The Writer's Room at EMU will serve as a space for writers in the Ypsilanti community to gather and participate in writing workshops or simply work on their own creative writing. The idea for a Writer’s Room originated from YpsiWrites, which is a non-profit, writing-focused organization that serves the Ypsilanti area.
“We had heard from students that they were looking for a space where they could do more creative writing, and we have a couple of GAs (graduate assistants) who took this on and brought it to campus,” Kristine (Kristi) Gatchel, coordinator for the Halle Library location of the University Writing Center and Programs and Partnership Director for YpsiWrites, said.
Aside from YpsiWrites, EMU’s University Writing Center serves as a resource for students to turn to for help with their writing. However, Patrick Flores-Scott, a GA at the writing center and EMU’s campus Writer’s Room co-coordinator, emphasizes that the Writer’s Room is a place to write and be a writer, rather than strictly for writing help like in the Writing Center.
“When you’re writing for class, you don’t necessarily think of yourself as a writer,” Flores-Scott said. “There is something in our development as a writer when we make that shift in thinking of ourselves as writers.”
“We want it [the Writer's Room] to be a place where they can get support from their peers and get support from like-minded individuals,” Sienna Higgins, a GA with the University Writing Center and co-coordinator for the campus Writer’s Room, said. “A dedicated space away from the hustle and bustle.”
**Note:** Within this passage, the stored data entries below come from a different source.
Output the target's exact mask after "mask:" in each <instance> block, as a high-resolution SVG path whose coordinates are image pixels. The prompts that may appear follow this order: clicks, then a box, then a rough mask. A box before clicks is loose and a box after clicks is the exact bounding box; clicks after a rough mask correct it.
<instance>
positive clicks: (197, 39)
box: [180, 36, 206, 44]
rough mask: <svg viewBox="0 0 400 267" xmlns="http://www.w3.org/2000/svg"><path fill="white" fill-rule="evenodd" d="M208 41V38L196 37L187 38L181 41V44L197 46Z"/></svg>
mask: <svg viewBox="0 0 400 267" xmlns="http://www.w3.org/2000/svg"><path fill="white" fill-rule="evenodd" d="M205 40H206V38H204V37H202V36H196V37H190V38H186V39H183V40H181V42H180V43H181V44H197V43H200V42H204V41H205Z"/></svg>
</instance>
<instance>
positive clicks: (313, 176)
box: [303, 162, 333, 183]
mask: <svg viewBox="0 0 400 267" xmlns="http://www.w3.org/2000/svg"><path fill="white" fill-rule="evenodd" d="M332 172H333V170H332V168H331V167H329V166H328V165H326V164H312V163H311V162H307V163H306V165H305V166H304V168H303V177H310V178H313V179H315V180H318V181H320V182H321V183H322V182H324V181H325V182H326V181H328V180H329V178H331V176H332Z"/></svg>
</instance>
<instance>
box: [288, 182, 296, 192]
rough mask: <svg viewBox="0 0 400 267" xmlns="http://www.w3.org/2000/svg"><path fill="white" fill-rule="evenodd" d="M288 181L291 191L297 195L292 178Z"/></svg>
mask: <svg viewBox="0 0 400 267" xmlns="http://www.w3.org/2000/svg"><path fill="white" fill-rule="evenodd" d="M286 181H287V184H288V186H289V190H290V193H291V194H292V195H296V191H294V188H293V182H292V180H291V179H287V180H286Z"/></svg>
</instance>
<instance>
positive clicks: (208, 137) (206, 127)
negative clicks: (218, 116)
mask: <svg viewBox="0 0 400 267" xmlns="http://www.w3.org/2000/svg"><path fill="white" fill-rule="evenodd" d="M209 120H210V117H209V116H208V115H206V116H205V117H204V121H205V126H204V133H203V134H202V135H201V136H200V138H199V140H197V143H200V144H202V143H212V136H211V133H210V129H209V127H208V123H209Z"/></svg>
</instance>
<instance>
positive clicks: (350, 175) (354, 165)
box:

The campus Writer’s Room offers a flexible space. The whole time can be spent writing, discussing ideas with fellow peers, or however else they wish to utilize the meeting time. Whereas the Writer’s Room is flexible, the Writing Center is more structured and offers students the chance to book a meeting with consultants and work with them one-on-one on their writing assignments; it is more for academic resources.
“We won’t be giving as much structured feedback, we are going to encourage the students to provide feedback to each other as a peer and as a community versus a tutoring session,” Higgins said.
With the emphasis on being student-run and set by their own expectations, students can participate in the Writing Room by simply showing up and engaging in the writing process.
“I really hope people understand how low stakes it is. No pressure to interact with others or share writing out loud,” Higgins said. “If they just want to be there quietly, they can show up in the space as their most authentic self and write in the way that is best for them.”